On October 19, within the framework of the project „Supreme Courts as guarantee for effectiveness of judicial system in the European Union”, the representatives of the Supreme Court participated in a meeting in the Lithuanian Supreme Court and for three consecutive days took part in discussions and workshops together with delegations from Lithuanian, Hungarian and Spanish Supreme Courts.

Adviser of the Case-law and Research Division Reinis Markvarts, assistant to the Chair of the Department of Criminal Cases Nora Magone and assistant to the Judge of the Department of Administrative Cases Silvija Kuskina shared their experience with colleagues on three topics –publishing of the Supreme Court rulings and use of case-law data bases, allocation of cases, as well as the Supreme Courts’ cooperation practice with universities.

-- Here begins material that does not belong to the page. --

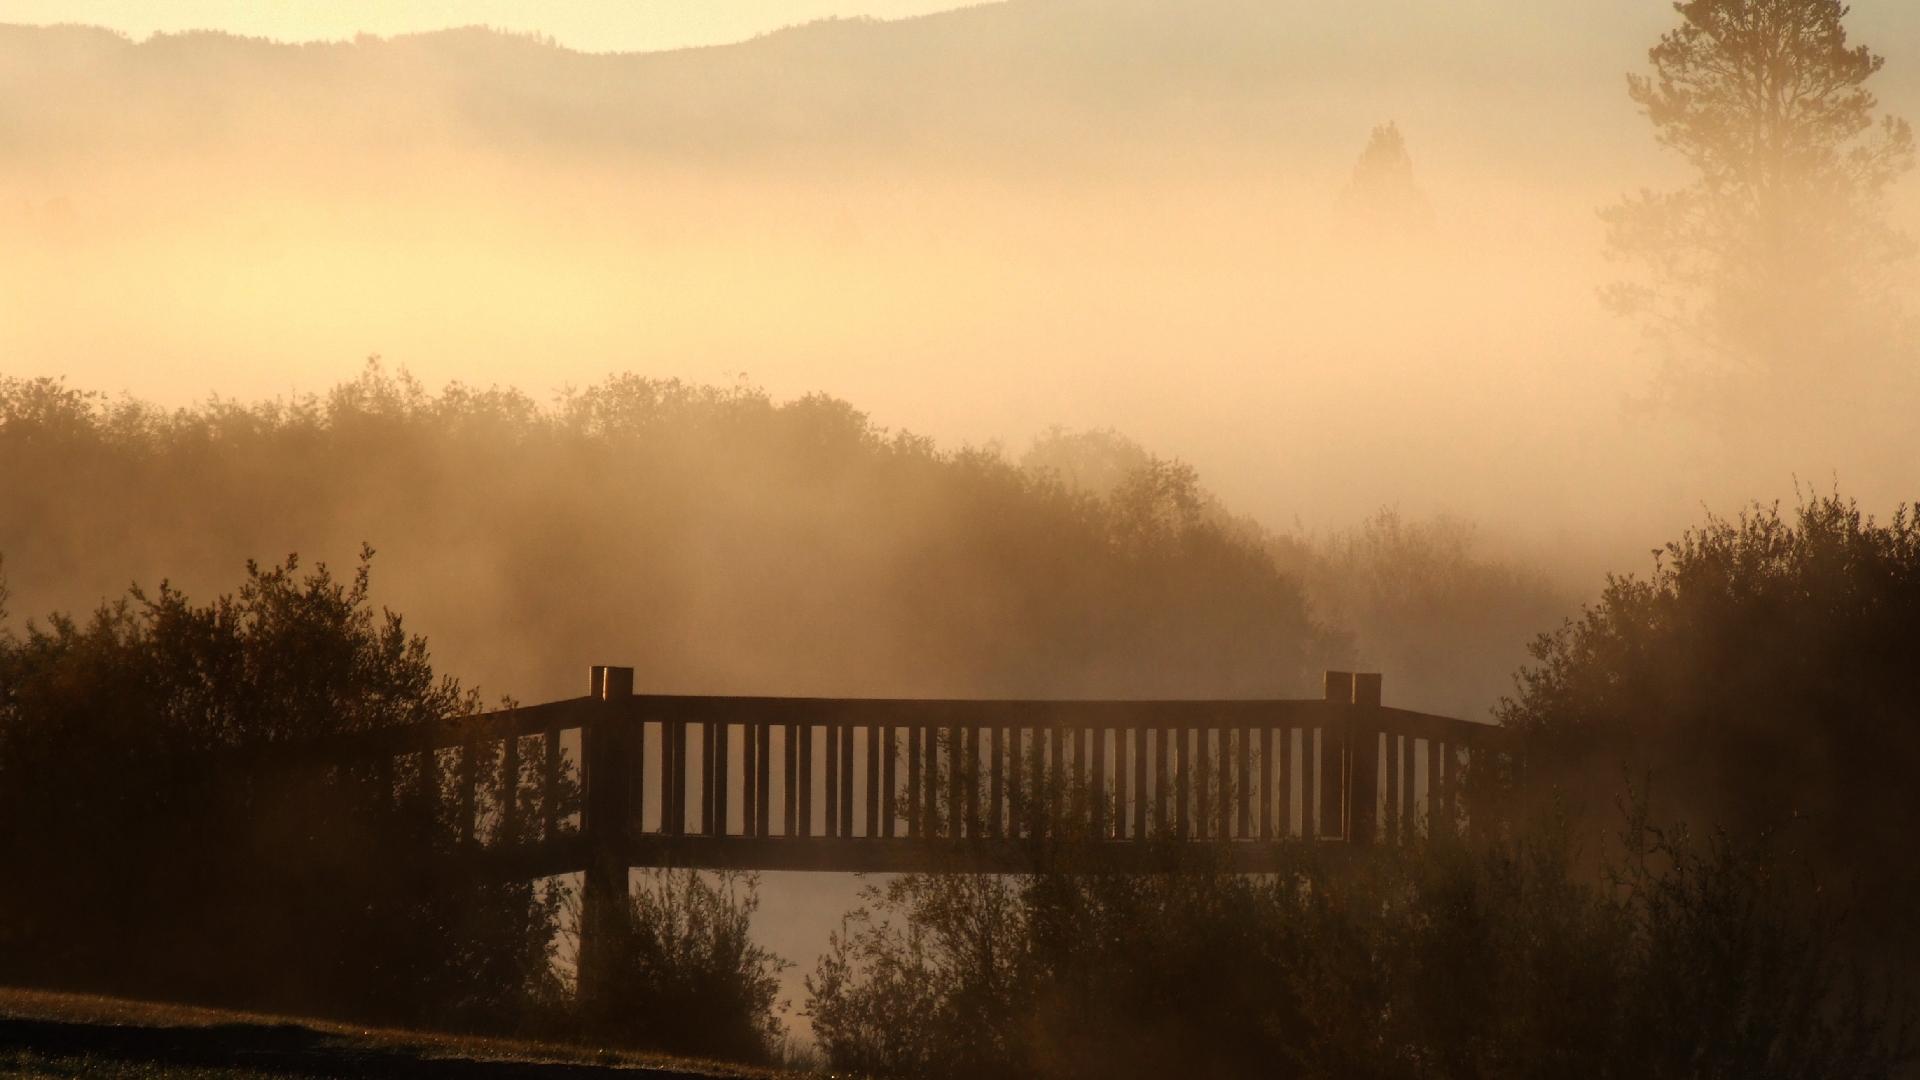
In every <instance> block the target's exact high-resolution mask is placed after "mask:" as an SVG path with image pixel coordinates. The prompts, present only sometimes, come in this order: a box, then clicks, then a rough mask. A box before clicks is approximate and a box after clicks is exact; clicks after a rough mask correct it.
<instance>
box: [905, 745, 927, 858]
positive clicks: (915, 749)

Participants also visited Lithuanian Court Administration, where Lithuanian Court information system was presented. In Lithuania, according to law, distribution of cases takes place electronically, initially names of judges are placed in the system, as well as their specializations, the departments they belong to, planned vacations etc. Derogations from automated distribution of cases are possible only with special justification and subsequent order. Hungarian Supreme Court also uses electronic distribution of cases, but not in all of the Court’s departments. Discussion also touched upon the filters determining how the cases are sent for judicial proceedings – Lithuania has a special panel, composed of three justices, who evaluate, if the case will be reviewed in the Supreme Court. These justices change every three month. In Spain, there is also a special commission that evaluates appealed cases and recommends, whether to accept the case for examination in the Supreme Court.

Discussion with representatives of Lithuanian universities showed that approximately one third of all the justices have a PhD, as well as are lecturing in universities. It is also a common practice in Lithuania for the Supreme Court to ask universities to provide expert opinions about complicated points of law.

Participants of the exchange visit concluded, that this kind of multilateral meetings  provide a valuable opportunity to compare organisation of the work of courts in various countries and to implement good practices. Best practice guide for organizing Supreme Courts’ work will be published at the end of this project, including also the conclusions reached during this experience exchange visit.

Latvian Supreme Court supervises the project Supreme Courts as Guarantors of the Effectiveness of Legal System in European Union, financed by the Directorate General for Justice; also Lithuanian, Spanish and Hungarian Supreme Courts are participating, as well as Antwerp (Belgium) and Ljubljana (Slovenia) Universities.